Legal AI and prop tech pioneer, LEVERTON, has launched a new capability that will allow customers to train their own models and move beyond the range of document types the company provides for. They are calling this ‘AI as a Service’, or AIaaS, and it marks an important expansion of the company’s capabilities.
AIaaS will be offered as a SaaS solution to create extraction templates and annotations for new document types that are not currently available in the company’s ‘library’.
The move will no doubt be welcomed by the market, which has got used to seeing the ability to train up NLP models on their own, as and when they like, with other AI providers. For example, Kira Systems’ ‘Quick Study’ feature is a case in point, though LEVERTON’s approach appears to work a little differently.
This move now helps to level the playing field, allowing LEVERTON, which first launched in Germany but now operates globally, to compete more easily with the other big brand legal AI companies.
It also means that clients won’t have to focus mainly on areas related to property, where LEVERTON has always had a strong focus, and could now – in theory – train up the system to analyse any type of documents they are interested in.

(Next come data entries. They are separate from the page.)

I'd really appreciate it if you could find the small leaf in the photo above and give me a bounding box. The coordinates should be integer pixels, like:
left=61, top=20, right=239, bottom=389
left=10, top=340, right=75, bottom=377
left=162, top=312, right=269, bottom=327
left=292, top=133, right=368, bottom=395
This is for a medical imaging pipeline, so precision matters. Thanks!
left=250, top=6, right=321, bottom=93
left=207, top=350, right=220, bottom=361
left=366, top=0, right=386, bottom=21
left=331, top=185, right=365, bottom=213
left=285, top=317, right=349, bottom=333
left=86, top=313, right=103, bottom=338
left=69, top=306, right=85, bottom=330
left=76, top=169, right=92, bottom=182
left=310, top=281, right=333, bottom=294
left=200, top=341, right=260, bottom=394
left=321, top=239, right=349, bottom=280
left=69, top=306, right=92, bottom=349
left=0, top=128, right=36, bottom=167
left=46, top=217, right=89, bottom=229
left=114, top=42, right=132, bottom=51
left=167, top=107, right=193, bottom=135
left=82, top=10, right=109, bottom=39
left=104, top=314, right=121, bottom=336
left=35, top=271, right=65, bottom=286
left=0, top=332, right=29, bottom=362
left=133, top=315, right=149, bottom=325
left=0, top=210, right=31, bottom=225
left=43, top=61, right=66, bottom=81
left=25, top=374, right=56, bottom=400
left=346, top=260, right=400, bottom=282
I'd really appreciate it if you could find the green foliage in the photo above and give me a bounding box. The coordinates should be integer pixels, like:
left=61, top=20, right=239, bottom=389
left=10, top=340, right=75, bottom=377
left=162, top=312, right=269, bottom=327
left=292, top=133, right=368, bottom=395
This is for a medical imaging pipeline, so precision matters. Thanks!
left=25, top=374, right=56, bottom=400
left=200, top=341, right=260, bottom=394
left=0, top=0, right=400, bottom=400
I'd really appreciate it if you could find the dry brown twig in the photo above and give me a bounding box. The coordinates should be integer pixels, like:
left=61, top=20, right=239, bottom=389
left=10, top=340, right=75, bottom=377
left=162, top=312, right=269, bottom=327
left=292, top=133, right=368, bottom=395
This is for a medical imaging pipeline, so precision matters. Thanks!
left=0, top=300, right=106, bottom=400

The company said: ‘In Beta testing since 2018, LEVERTON AIaaS has been proven effective at extracting data from an array of document types including: insurance contracts, invoices, procurement documents, credit card bills, shipping manifests, credit agreements, loan documents, case law, and more.’
Florian Kuhlmann, LEVERTON’s founder and CTO, added: ‘When we started building LEVERTON in 2012, deep learning was a completely new concept. Even companies like Google, Amazon, and Facebook were just starting to explore its power. It took us years to perfect our technology, and once we did, we wanted to help every business use it to unleash the power of their data – even without a team of data scientists.’
Abhinav Somani, LEVERTON’s Global CEO, concluded: ‘We want people to stop spending hours manually scrubbing scanned PDFs, and instead, leverage automation so they can spend that time finding insights from that data.’
LEVERTON also offers an ‘Assisted solution’ that will enable users to define their extraction needs and leverage LEVERTON’s third-party network to provide the ‘annotation services’. The company also now has around 200 clients, the company added.
Is this a big deal?
For LEVERTON it certainly is a big deal. Only offering pre-set, pre-trained extraction capabilities may take a lot of work out of the hands of the clients – which is a good thing – but, it also means clients cannot easily customise the AI tech for their own needs.
With the new DIY capability LEVERTON widens its potential client base and also hopefully allows those existing users to now make greater use of the system and – no doubt LEVERTON hopes – use them rather than relying on other AI systems.
The fact that the company highlighted shipping manifests was especially interesting, as Artificial Lawyer has not seen legal AI companies working with such documents before. It also shows that LEVERTON is seeing a future that is far larger than the real estate and finance world.
Below are some of the areas where the company currently has pre-trained capabilities in their library.
Will this change the market picture in the legal AI sector? Hard to tell yet, but it certainly shows that LEVERTON is still very much on the map and potentially will now be able to claim a much wider market share.